Tagged as: Breaking up, Dating, Troubled relationships<< Previous question   Next question >>
Question - (26 May 2021) 2 Answers - (Newest, 31 May 2021)
A male United Kingdom age 30-35, anonymous writes:

I broke up with my gf of 5 years over argument. Since that we both realised we are still in love. However we have both been busy in our routines. We still text daily with morning and good night however I feel like there’s now distance between us.

I have given her more space, but one morning she saw me awake earlier than normal. She video called me and was naughty and let me play on call. We had good chat and both went to work after.

Since, we still talk but it’s very short. She does work a lot, and when she doesn’t she is with her best friend , usually I’m at work.

Surely we can’t just keep clashing with timings because back when we was in relationship she would make sure we meet on my day off. But now it doesn’t seem to be happening.

I did ask when we should meet and she said on her day off. It’s now been 2 months she has not had a day off.

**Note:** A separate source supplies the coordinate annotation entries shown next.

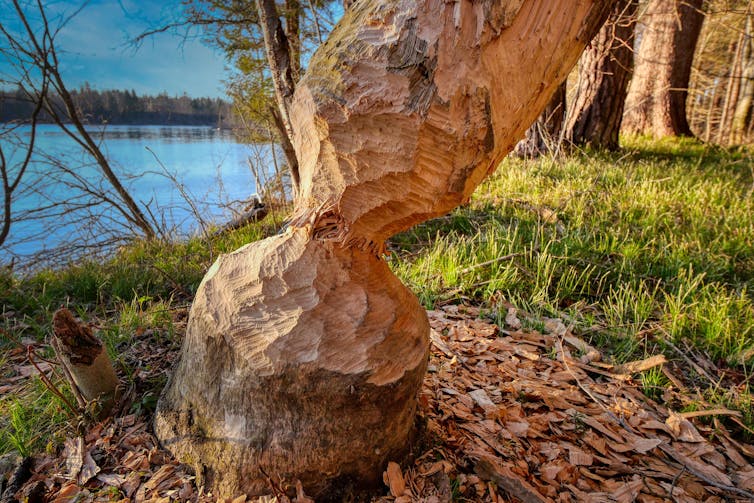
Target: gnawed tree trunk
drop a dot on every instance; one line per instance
(656, 101)
(604, 72)
(85, 361)
(304, 353)
(543, 137)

So I left her alone. And on a day I don’t text she will apologise end of day that she has been busy and hence hasn’t had time to text. I reply acting all cheery and wish her good night. And it continues.

Is she trying to get over me? I know I’m still in her picture albums and on her walls. I don’t know what I can do without pushing her away.

I used to be able to sweep her off her feet and now it’s difficult to get a quick reply until end of the day. For example she will spend the evening watching tv, and state she’s just been catching up on it.

I mean you can’t marry a TV? Just as background info, She has been extremely loyal in the past and is not a slut or flirt.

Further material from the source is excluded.